About the author
American political scientist (b. 1952), professor at Stanford. Building on the account of recognition in his 1992 The End of History, Fukuyama turned in Identity to explain the populist and identity-driven politics of the 2010s, arguing that the desire for dignity is the key to both.
Synopsis
Fukuyama argues that the human craving for recognition of one's dignity (thymos) underlies contemporary politics: when groups feel their worth is invisible or insulted, they mobilize around identity.

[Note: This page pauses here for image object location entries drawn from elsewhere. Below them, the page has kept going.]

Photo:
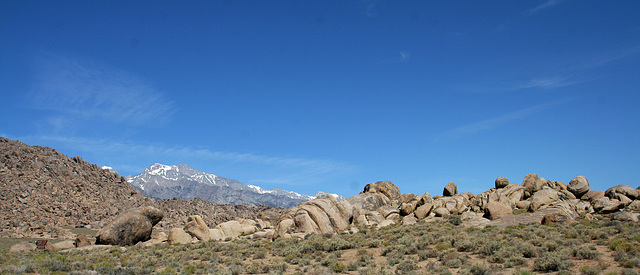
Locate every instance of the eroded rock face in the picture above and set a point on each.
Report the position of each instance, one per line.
(197, 227)
(605, 205)
(622, 190)
(131, 227)
(544, 197)
(178, 236)
(579, 186)
(501, 182)
(389, 191)
(450, 190)
(322, 215)
(82, 240)
(495, 210)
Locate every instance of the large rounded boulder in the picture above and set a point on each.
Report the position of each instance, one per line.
(579, 186)
(131, 227)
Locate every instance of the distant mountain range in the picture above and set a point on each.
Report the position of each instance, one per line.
(161, 181)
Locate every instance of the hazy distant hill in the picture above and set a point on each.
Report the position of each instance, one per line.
(42, 190)
(181, 181)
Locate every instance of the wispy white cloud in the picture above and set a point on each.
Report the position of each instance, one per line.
(546, 5)
(281, 170)
(495, 122)
(79, 89)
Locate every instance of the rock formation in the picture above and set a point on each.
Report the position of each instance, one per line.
(131, 227)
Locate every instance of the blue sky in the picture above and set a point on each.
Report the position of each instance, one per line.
(331, 95)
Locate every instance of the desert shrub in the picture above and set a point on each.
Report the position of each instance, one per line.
(585, 253)
(452, 258)
(477, 269)
(551, 261)
(406, 267)
(490, 247)
(338, 243)
(428, 253)
(550, 246)
(589, 270)
(441, 246)
(529, 251)
(466, 245)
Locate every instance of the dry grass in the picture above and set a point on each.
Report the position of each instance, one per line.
(598, 247)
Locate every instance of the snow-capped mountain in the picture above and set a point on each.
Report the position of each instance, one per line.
(161, 181)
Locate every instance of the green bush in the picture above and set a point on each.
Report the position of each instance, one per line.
(551, 261)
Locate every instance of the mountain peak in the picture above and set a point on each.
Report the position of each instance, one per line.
(161, 181)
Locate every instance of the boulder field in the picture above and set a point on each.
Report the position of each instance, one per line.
(380, 204)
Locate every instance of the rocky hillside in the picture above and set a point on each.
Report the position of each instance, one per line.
(161, 181)
(43, 190)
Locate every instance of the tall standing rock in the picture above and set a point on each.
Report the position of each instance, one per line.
(579, 186)
(197, 227)
(131, 227)
(502, 182)
(450, 190)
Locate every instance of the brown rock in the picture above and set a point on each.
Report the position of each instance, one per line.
(327, 215)
(386, 188)
(130, 228)
(496, 210)
(450, 190)
(543, 197)
(557, 217)
(179, 236)
(579, 186)
(24, 246)
(423, 211)
(625, 216)
(501, 182)
(624, 190)
(409, 220)
(407, 197)
(62, 245)
(196, 227)
(605, 205)
(592, 195)
(82, 240)
(441, 212)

He traces this through nationalism, religion, and the left's identity movements, warning that fragmented identities can erode the shared belief a democracy needs, and proposing creedal, inclusive national identities as the remedy.
Core passage idea
Paraphrase · Modern copyrighted workFukuyama argues that much of modern politics is driven by the demand for recognition of dignity — a hunger that animates nationalists and identity movements alike, and that purely economic explanations miss.

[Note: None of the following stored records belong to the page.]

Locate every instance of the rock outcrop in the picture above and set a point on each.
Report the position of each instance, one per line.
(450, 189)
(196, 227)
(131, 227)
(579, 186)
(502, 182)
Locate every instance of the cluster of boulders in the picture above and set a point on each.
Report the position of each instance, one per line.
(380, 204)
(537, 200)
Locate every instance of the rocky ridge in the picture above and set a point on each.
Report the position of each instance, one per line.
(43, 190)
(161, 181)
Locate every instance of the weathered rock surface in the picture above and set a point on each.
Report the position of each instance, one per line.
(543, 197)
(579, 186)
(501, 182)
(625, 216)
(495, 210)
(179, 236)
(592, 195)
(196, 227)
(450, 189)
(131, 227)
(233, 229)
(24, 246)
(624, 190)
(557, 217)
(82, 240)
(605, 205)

By rooting both nationalist and progressive identity politics in a single human need for recognition, Fukuyama offers a framework that treats them as variations on one theme rather than opposites — and locates the liberal answer in a shared, inclusive national identity rather than the suppression or the multiplication of group claims.
To avoid a bubble
Pair with thinkers who see economic inequality or racism as more fundamental than recognition, and with defenders of group-based identity politics who reject Fukuyama's call to subordinate particular identities to a single national creed.
Reading note
A clear, even-handed entry point to the identity-politics debate. Read it as the analytic center between McWhorter and Lilla on one side and defenders of identity politics on the other.
Best paired with
Mark Lilla, The Once and Future Liberal; Charles Taylor, The Politics of Recognition.